LOS ANGELES, Sept. 25 (UPI) -- Los Angeles County authorities arrested two former priests Wednesday and planned to arrest a third on charges stemming from an investigation into allegations of child molestation in the nation's largest Roman Catholic archdiocese.
Los Angeles police arrested Carlos Rene Rodriguez, 46, at his home in Commerce at dawn Wednesday while sheriff's deputies took Michael Baker into custody in Long Beach later in the day.
"After their booking by police, it is expected that the suspects arrested today will be charged and arraigned in court within the next 48 hours," District Attorney Steve Cooley said in a brief statement. "A case against a third suspect who was sought today, but not arrested, also may be filed later this week."
The criminal charges were the first in the Los Angeles archdiocese since the launch of a joint LAPD-sheriff's investigation that lasted several months.
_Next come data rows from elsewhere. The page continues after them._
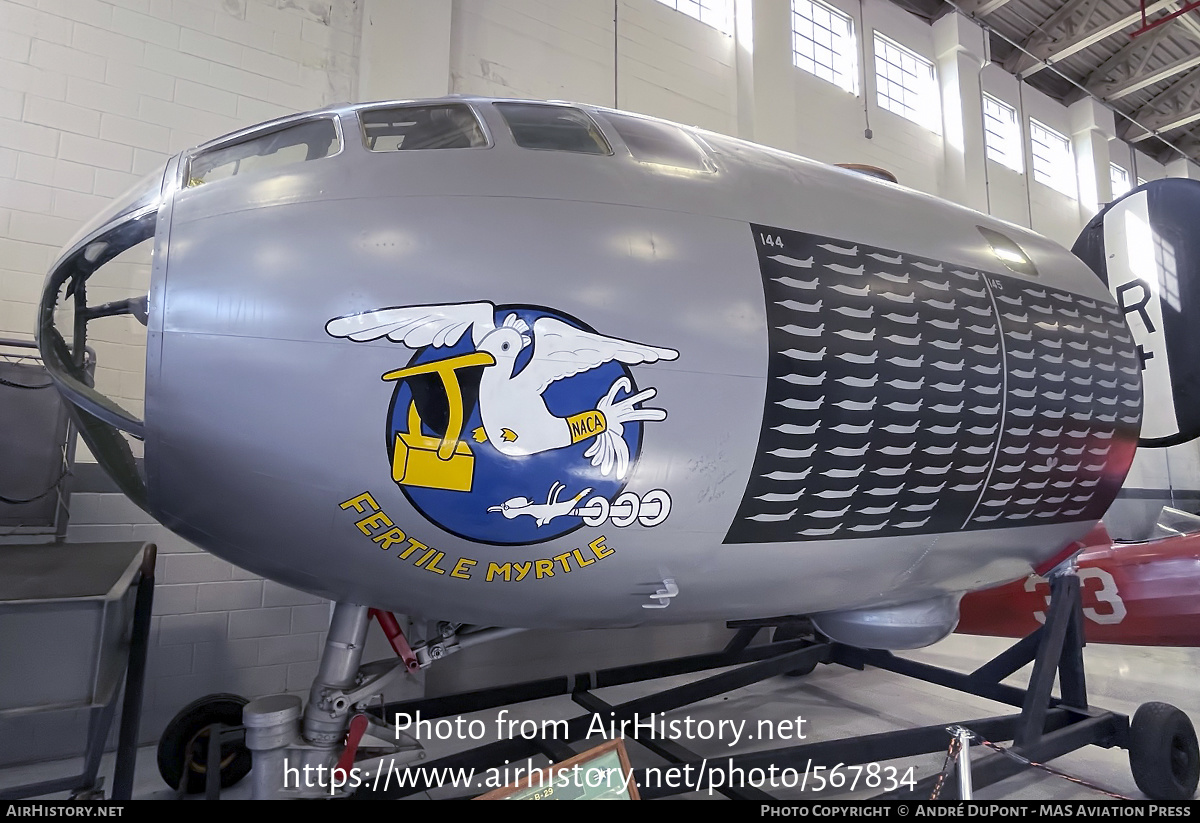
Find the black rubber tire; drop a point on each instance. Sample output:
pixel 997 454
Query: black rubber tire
pixel 181 732
pixel 787 632
pixel 1164 756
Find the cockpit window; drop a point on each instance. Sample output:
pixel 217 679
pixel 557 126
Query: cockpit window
pixel 306 140
pixel 660 143
pixel 553 127
pixel 405 127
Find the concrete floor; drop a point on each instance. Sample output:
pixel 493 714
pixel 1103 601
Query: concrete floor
pixel 838 702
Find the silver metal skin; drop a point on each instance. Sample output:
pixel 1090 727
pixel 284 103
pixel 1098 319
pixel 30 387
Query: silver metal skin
pixel 270 433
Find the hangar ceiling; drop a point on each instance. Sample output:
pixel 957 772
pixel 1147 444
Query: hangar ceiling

The diocese includes nearly 3.6 million Catholics in Los Angeles, Ventura and Santa Barbara Counties.
Rodriguez was charged with molesting a 12-year-old altar boy over a two-year period in the mid-1980s and a second victim, a 16-year-old boy, during a camping trip in 1987. He had been dismissed from the priesthood in 1993.
"This case was reported to the (police) department in 1987, however, since the crime occurred out of state, the department had no investigative authority," the LAPD said in a press release. "The Los Angeles Police Department made telephonic contact with the responsible law enforcement agency and forwarded a crime report to that agency."
Rodriguez was booked at police headquarters downtown on a $400,000 warrant charging him with committing lewd acts on a minor.
No details were released on Baker's arrest, but the former priest was well known in the three-county diocese after he became the target of repeated allegations of improper behavior toward young boys.
"You have to understand that Father Mike... was like a rock star priest," Matt Severson, one of a number of altar boys whom Baker allegedly molested, told television station KNBC. "I think even he saw himself as above the Church. He did not live like other priests."
A Los Angeles Times report in August said that Baker was a popular priest in the city's Hispanic Pico Union neighborhood, but lawsuits alleging improper behavior caused him to be repeatedly ordered into counseling and moved to different assignments before he was eventually dismissed from the clergy.